Trustees nix longer spring break proposal

Students might not get a two-week spring break next year.

Trustees voted 5-4 against the budget proposal to extend spring break from one week to two weeks – a move that is expected to save about $500,000 – at a special business committee meeting Wednesday.

District staff have put forward a number of possible cuts to make up an estimated $1.4-million shortfall. Once those are debated and endorsed or rejected at the committee level, the budget goes to a regular board meeting for approval.

David Murchie, business committee chairman, said the budget will not be ready for the board to vote on this week as originally planned because trustees only got through about 10 of the 27 proposed strategies.

Debate over the school calendar change – adding the extra five days holiday to spring break – took up about half of last week’s meeting.

Murchie voted against the two-week break because it means the district is essentially providing less service to students and families, even though minutes are added onto each school day to make up for the extra time off, he said.
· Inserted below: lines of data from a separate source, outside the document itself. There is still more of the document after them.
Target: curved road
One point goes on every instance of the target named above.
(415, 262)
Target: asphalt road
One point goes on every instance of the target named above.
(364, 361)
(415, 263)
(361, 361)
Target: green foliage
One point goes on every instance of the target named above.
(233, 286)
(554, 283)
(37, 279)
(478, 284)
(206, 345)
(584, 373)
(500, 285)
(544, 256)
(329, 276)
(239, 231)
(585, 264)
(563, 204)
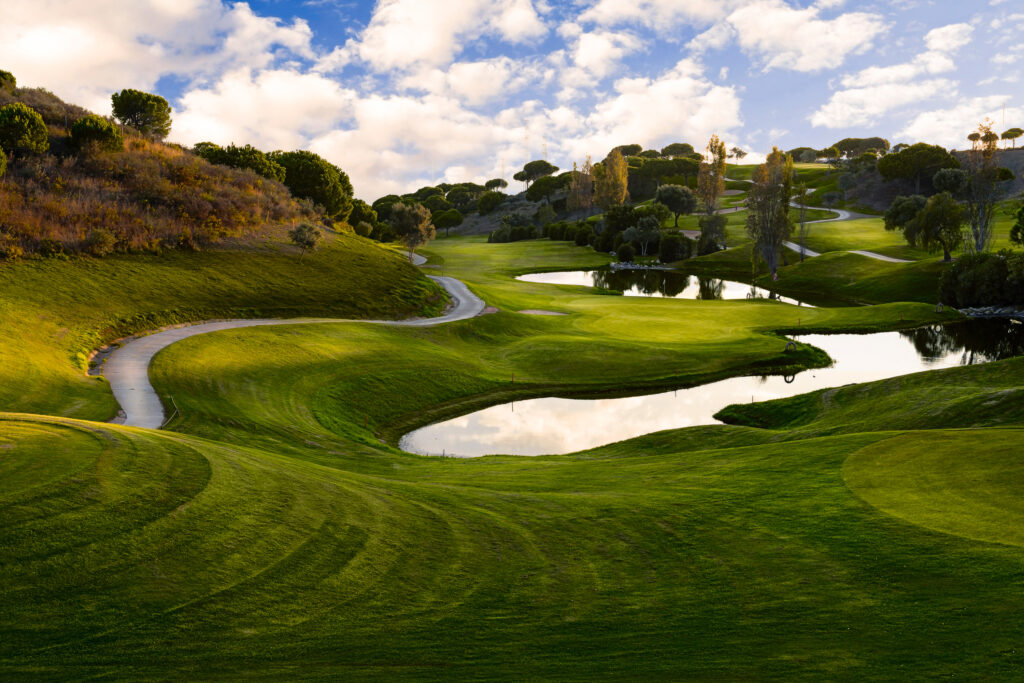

“I don’t believe that every school is getting benefits from those extra minutes,” he said. “We’re trying to find money in the wrong spot.”

Trustee Jamie Brennan disagreed with the vote against the extended spring break.

“It was frustrating because the added week to spring break, although it’s a hardship for some people, lets us avoid making those deeper cuts,” he said.

The committee decided not to endorse the proposed cut to the therapeutic swim program or reorganization of the budget that provides services to vulnerable students, which would reduce 3.43 child, youth and family support worker positions as well as the hours of community school coordinators to pay for an early literacy project and community school supervisor.

A decision on whether to endorse the proposal to reduce an additional 2.57 child, youth and family support worker positions from the Student Support Services budget was deferred to a later meeting. The proposed reduction of the six support worker positions – separate budget strategies because the positions are funded from two different areas of the district’s budget – would mean elimination of those services at the elementary school level, a proposal that many employees and community members took issue with at a recent public meeting.

Trustees accepted several proposals, including: reducing school-based administrators, education assistants, supplies and equipment budgets, and the early years coordinator position; use of electronic media instead of print for some communications; and eliminating the secondary school staffing supplement for senior courses outside of the regular timetable.

Brennan said trustees are also in favour of maintaining a teacher-librarian ratio of one librarian for every 850 students, but nixed adding more library clerk time to make up for the loss of a part-time teacher-librarian due to declining enrolment.

The business committee resumes budget discussions at a special meeting on Thursday (April 28).